Saudi Aramco exec: Capturing carbon emissions can help combat climate change (opinion)
The issue is no longer about renewable energy versus fossil fuels. All energy sources are needed to meet the future demand. However, much of the world’s energy is consumed in sectors that are hard to decarbonize, such as the steel, cement and chemicals industries. The path toward carbon balance inevitably includes hydrocarbons — meaning that we have to find solutions for carbon emissions.
Deep reductions in these emissions can be achieved through a new suite of technologies known as Carbon Capture, Utilization and Storage (CCUS). These technologies significantly mitigate the impact of emissions by capturing them before they enter the atmosphere. We at Aramco are testing this technology at a large gas plant in Saudi Arabia. The plant captures 800,000 tons of CO2 per year by compressing it and injecting it into an oil field. Aramco is also testing mobile CCUS technologies and has recently pioneered a heavy-duty truck that captures 45% of its own carbon dioxide emissions and stores it on board the vehicle.

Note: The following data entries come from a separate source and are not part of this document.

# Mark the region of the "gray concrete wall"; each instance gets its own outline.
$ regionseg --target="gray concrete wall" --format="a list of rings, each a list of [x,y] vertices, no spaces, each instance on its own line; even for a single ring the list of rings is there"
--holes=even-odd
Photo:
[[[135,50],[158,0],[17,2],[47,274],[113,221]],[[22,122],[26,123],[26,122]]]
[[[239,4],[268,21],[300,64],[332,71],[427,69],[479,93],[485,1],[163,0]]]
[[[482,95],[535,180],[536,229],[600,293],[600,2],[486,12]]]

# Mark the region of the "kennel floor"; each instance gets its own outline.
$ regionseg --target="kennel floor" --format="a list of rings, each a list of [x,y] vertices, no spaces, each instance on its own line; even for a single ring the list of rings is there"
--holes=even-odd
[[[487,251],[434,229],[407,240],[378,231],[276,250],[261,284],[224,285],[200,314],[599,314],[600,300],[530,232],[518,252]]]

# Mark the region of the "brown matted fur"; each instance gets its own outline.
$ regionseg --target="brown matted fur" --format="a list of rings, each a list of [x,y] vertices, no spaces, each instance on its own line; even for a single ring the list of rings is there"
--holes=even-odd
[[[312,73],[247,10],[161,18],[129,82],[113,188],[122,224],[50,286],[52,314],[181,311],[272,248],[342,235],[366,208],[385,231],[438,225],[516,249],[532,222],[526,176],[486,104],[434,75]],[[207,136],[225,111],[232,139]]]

More work is needed to make carbon capture technology commercially viable for the private sector. This is especially important because CCUS offers much more than capturing emissions alone. Aramco has invested in a conversion technology that uses captured CO2 to create useful polymers, such as plastics, with just one-third the carbon footprint of conventional polymers. We have also developed a technology that uses CO2 instead of air to cure concrete — storing up to 20% carbon dioxide within the most ubiquitous construction material.

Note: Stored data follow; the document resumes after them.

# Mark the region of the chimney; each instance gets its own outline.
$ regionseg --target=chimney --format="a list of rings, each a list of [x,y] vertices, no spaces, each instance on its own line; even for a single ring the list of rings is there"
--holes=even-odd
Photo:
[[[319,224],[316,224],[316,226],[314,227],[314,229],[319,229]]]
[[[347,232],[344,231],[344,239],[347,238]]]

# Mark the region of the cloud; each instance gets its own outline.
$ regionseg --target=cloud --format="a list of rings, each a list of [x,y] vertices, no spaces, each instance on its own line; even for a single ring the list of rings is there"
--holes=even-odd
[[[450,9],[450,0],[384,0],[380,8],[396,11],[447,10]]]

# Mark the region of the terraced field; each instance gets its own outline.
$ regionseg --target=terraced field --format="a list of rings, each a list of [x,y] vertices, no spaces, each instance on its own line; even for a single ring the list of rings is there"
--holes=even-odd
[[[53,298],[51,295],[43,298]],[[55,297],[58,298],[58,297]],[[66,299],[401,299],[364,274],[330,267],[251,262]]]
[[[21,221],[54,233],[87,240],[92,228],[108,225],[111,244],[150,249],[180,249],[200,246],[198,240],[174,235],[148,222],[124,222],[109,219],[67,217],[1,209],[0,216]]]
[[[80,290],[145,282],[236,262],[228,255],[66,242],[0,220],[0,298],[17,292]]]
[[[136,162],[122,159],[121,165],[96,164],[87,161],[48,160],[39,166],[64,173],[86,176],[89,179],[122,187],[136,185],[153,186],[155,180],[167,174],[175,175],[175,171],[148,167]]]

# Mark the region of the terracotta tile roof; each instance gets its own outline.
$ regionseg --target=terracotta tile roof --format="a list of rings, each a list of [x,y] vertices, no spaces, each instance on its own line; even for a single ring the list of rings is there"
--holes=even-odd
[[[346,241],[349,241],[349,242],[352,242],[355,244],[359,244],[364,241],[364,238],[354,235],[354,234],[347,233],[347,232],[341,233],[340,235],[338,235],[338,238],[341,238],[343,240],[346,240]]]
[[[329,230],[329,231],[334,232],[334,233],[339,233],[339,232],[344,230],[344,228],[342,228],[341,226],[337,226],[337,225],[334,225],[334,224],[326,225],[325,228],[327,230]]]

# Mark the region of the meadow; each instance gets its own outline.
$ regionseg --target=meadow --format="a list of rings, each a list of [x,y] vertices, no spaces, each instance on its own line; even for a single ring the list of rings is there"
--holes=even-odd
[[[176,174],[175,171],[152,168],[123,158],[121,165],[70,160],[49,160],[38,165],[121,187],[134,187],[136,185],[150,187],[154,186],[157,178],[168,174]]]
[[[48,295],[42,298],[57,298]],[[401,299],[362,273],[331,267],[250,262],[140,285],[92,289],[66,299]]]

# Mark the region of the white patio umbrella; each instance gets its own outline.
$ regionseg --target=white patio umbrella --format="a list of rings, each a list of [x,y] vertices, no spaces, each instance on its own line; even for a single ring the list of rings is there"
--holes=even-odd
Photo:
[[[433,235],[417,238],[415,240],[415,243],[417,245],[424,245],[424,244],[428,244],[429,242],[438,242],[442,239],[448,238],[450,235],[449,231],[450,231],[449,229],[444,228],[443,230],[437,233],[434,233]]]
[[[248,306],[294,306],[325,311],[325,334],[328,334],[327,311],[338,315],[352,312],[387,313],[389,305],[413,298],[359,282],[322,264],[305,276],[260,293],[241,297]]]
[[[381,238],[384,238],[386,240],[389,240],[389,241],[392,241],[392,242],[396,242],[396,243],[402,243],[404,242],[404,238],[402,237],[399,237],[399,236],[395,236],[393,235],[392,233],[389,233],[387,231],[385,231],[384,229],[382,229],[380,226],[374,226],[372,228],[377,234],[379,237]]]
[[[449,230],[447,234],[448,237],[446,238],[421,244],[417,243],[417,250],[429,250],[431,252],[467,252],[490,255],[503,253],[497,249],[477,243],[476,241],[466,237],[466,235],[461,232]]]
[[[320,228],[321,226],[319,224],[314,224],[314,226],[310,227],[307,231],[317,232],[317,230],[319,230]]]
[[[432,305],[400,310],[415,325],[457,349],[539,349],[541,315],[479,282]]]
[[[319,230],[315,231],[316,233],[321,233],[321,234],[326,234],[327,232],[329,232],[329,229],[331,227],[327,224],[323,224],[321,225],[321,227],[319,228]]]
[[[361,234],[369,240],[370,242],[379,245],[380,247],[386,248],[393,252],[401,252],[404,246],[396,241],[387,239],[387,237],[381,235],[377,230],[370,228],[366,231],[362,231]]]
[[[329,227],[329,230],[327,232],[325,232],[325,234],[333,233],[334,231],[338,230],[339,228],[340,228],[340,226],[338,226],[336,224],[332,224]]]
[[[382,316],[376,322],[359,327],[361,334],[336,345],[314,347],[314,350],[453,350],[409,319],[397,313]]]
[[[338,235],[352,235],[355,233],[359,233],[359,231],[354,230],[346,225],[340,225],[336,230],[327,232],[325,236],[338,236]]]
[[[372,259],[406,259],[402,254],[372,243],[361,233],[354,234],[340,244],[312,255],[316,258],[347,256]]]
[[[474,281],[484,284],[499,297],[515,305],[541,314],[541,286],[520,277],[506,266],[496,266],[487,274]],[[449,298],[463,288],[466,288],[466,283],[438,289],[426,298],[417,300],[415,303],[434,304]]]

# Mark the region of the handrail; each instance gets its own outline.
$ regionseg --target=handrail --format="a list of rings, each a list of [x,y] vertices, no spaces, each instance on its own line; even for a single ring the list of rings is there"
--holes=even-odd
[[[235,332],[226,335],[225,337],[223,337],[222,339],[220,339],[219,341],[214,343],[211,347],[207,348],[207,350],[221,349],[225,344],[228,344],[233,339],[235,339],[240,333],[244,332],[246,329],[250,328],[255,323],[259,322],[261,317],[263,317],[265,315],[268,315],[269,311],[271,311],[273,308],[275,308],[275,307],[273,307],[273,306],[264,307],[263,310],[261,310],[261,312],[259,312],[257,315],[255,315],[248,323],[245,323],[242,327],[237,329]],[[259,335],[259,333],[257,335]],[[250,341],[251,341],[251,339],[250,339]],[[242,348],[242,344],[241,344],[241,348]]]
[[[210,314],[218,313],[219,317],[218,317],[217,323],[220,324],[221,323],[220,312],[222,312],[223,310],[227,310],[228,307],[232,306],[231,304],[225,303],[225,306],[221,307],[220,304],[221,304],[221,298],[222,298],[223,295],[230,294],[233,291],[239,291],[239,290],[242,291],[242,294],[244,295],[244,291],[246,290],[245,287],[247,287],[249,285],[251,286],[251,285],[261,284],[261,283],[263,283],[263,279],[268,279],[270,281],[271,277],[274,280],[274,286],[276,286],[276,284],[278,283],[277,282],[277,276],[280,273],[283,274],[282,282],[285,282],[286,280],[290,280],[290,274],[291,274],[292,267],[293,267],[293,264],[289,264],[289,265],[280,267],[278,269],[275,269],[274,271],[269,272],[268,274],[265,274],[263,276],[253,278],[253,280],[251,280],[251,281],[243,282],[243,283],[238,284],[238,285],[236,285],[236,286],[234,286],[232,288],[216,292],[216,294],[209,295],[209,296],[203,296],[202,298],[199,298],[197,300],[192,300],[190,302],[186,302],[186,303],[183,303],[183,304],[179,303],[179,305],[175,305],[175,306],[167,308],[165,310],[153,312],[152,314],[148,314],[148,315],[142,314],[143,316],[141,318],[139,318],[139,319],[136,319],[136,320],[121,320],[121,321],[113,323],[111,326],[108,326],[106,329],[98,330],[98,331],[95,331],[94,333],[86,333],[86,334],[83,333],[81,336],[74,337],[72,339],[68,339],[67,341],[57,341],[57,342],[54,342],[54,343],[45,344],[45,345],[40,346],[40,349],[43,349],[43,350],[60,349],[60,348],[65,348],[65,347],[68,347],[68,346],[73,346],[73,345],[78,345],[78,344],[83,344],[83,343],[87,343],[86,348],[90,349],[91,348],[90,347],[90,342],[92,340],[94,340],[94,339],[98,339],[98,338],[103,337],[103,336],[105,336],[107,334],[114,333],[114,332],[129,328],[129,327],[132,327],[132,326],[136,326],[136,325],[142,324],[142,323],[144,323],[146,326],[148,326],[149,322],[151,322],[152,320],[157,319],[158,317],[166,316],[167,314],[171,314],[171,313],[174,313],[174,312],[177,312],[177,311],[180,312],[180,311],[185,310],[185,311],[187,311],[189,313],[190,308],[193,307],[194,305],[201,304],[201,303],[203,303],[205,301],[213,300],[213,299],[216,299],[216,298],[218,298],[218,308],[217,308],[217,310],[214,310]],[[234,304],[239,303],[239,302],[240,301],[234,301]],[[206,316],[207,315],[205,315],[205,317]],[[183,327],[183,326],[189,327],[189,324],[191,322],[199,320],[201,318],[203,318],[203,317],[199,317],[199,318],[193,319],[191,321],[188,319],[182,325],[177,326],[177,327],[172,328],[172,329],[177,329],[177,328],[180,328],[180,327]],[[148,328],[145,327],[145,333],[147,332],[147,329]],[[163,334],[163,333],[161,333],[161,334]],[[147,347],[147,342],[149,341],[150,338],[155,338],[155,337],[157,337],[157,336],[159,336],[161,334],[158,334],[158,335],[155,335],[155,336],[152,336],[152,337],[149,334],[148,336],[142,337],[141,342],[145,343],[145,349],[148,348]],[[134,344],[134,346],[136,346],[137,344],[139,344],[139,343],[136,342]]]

Our projects show that carbon emissions can be reused and recycled. That means carbon capture technology could create a circular system in which carbon is no longer a waste product, but rather an important feedstock and energy carrier for useful products. Adoption of CCUS technologies by carbon intensive industries around the world would enable a circular carbon economy in which emissions are captured and transformed into useful products. With that potential, carbon capture technology could significantly contribute to a clean and sustainable future.